Posted in Life & Love, and Relationships

File photo of U.S. musician Lou Reed during his concert in Santiago de CompostelaLou Reed died on Sunday. He was an extraordinary man – poet, musician, artist, author. He was also difficult as hell. Giving me some of the worst work days of my life.

Lou hated interviews. And, as he saw it, I was the person who forced him around Europe every eighteen months or so, to give them. We would joust endlessly – and had clear roles: me to get him through – him to come up with every conceivable way to make that difficult. Walking into a wall of knives every day was exhausting and damaging. But I kept telling myself I had to do it, it was my job. But really, I wanted him to be successful.

One tour Lou told me I wouldn’t be needed any more. He had an US publicist now, who would do the job much better than me. I put the final itinerary together, typed it all up and went home happily. Three days later I was in Paris. The girl was gone, and I was on.

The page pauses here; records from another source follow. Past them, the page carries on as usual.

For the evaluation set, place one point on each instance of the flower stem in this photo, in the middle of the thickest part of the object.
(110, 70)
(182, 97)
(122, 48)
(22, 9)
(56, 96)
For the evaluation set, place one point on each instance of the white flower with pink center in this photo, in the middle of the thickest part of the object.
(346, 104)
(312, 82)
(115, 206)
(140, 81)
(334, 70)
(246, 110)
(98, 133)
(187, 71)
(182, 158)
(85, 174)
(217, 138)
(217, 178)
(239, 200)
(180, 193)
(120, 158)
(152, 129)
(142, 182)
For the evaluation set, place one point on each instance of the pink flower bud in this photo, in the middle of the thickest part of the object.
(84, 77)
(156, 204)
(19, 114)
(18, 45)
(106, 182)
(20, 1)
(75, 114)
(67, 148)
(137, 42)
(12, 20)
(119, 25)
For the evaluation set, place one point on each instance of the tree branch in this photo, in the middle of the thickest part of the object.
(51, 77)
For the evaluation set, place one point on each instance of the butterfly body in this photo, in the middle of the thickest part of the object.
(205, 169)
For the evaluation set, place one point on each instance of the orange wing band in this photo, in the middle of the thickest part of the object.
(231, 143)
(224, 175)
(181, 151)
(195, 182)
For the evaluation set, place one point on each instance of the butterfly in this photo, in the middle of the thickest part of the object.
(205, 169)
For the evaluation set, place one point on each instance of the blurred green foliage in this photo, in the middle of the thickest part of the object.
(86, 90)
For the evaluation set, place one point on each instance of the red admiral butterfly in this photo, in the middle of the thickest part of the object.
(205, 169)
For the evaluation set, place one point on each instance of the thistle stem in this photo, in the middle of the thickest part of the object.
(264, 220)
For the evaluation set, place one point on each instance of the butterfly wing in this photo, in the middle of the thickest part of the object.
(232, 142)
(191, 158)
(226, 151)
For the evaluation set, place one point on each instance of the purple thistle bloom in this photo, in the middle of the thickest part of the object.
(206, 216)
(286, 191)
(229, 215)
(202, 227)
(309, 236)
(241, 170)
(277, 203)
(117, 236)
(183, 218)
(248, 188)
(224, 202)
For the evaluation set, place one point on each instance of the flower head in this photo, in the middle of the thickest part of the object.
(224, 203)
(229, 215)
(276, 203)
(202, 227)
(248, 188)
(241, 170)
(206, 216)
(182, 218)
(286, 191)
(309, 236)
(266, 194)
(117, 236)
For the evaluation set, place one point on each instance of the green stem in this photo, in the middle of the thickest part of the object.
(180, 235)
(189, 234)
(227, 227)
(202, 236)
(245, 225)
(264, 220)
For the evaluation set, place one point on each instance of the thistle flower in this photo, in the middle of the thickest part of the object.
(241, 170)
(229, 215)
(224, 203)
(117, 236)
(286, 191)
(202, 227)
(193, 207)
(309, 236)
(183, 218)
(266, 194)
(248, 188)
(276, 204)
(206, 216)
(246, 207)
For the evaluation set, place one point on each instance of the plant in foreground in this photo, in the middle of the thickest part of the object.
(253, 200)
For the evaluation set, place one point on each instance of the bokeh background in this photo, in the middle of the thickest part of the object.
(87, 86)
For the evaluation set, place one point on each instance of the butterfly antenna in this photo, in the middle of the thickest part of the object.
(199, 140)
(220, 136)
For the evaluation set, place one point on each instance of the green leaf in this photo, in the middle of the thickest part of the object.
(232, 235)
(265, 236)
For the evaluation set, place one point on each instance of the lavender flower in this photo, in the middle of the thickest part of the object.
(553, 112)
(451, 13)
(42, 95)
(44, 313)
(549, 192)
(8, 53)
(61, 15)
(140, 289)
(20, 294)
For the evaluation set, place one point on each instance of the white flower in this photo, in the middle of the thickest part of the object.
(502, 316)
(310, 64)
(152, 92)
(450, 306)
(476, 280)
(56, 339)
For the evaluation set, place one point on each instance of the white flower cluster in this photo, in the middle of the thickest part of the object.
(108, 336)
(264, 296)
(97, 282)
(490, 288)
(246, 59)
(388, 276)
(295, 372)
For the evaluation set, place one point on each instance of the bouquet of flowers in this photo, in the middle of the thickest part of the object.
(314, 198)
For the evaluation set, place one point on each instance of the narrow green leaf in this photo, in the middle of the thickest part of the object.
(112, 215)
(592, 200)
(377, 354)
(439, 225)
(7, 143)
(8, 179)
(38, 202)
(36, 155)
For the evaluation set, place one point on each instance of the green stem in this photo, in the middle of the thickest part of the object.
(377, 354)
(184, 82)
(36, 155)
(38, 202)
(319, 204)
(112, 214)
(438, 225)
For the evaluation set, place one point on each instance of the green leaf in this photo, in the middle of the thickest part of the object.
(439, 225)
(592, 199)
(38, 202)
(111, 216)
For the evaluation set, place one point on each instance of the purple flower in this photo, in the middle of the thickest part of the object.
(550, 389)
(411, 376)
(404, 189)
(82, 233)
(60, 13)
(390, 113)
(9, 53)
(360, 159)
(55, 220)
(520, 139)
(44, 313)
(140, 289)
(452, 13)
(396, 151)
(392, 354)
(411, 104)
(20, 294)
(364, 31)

That tour was called Magic and Loss: a song cycle Lou had written as a way of working through the deaths of two of his dearest friends. The promotion work proved incredibly emotional for him – and the pieces published at the time attest to the nightmare of those interviews. We had established a code that would clue me in as to how the interview was doing: if he asked me to light his cigarette (the hotels allowed him to smoke ) during my 10-minute check in; it meant he was doing ok. If he asked me to “buy me some Spirits”, I had to leave and return five minutes later. And end the interview. This infuriated the journalists no end. And had them writing nasty things about me: “Ha ha – now you know how it feels.”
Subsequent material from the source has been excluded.